In a Phase 3 trial (P001), DNA sequence analysis of the entire coding regions of UL56 and UL89 was performed on samples obtained from 40 letermovir-treated subjects in the FAS population who experienced prophylaxis failure and for whom samples were available for analysis. A total of 2 letermovir resistance-associated substitutions both mapping to pUL56 were detected in 2 subjects. One subject had the substitution V236M, and the other had E237G.

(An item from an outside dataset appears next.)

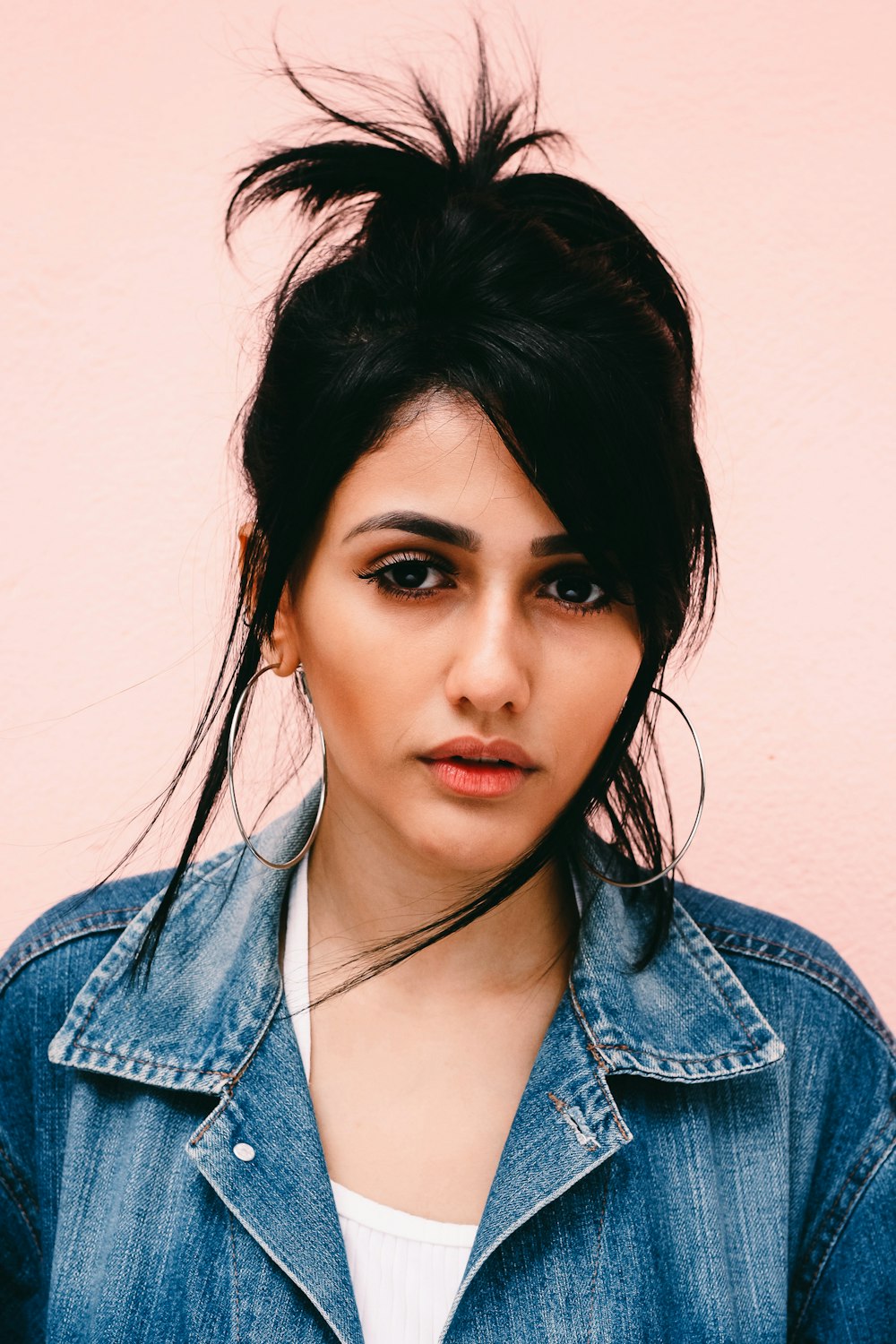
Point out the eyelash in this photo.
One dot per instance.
(376, 574)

Cross Resistance: Cross resistance is not likely with drugs outside of this class. Letermovir is fully active against viral populations with substitutions conferring resistance to CMV DNA polymerase inhibitors (ganciclovir, cidofovir, and foscarnet). A panel of recombinant CMV strains with substitutions conferring resistance to letermovir was fully susceptible to cidofovir, foscarnet and ganciclovir with the exception of a recombinant strain with the pUL56 E237G substitution which confers a 2.1-fold reduction in ganciclovir susceptibility relative to wild-type.
Indications/Uses
PREVYMIS is indicated for the prophylaxis of cytomegalovirus (CMV) infection and disease in adult CMV-seropositive recipients [R+] of an allogeneic hematopoietic stem cell transplant (HSCT).
Dosage/Direction for Use
General: PREVYMIS Tablets: Administer with or without food.
Swallow tablets whole. Do not divide, crush or chew.

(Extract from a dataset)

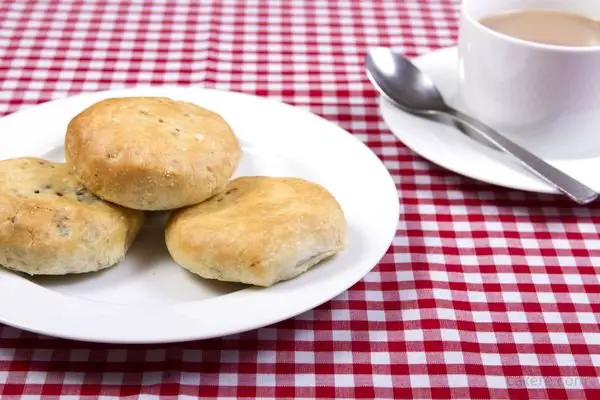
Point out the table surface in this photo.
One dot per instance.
(485, 292)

PREVYMIS Concentrate for Solution for Infusion: PREVYMIS injection must be administered through a sterile 0.2 micron or 0.22 micron polyethersulfone (PES) in-line filter.
Administer by intravenous infusion via a peripheral catheter or central venous line over approximately 60 minutes.
Do not administer as an intravenous bolus injection.
PREVYMIS tablet and concentrate for solution for infusion may be used interchangeably at the discretion of the physician, and no dose adjustment is necessary.
Missed Dose: Instruct patients that if they miss a dose of PREVYMIS, they should take it as soon as they remember. If they do not remember until it is time for the next dose, instruct them to skip the missed dose and go back to the regular schedule. Instruct patients not to double their next dose or take more than the prescribed dose.
Recommended Dosage in Adults: The recommended dosage of PREVYMIS is 480 mg administered once daily.
PREVYMIS should be started after HSCT. PREVYMIS may be started on the day of transplant and no later than 28 days post-transplant. PREVYMIS may be started before or after engraftment. Continue PREVYMIS through 100 days post-transplant.
The safety and efficacy of letermovir use for more than 100 days has not been studied in clinical trials.
Dosage Adjustment in Adults: If PREVYMIS is co-administered with cyclosporine, the dosage of PREVYMIS should be decreased to 240 mg once daily [see Table 6, Established and Other Potential Drug Interactions under INTERACTIONS].
If cyclosporine is initiated after starting PREVYMIS, the next dose of PREVYMIS should be decreased to 240 mg once daily.
If cyclosporine is discontinued after starting PREVYMIS, the next dose of PREVYMIS should be increased to 480 mg once daily.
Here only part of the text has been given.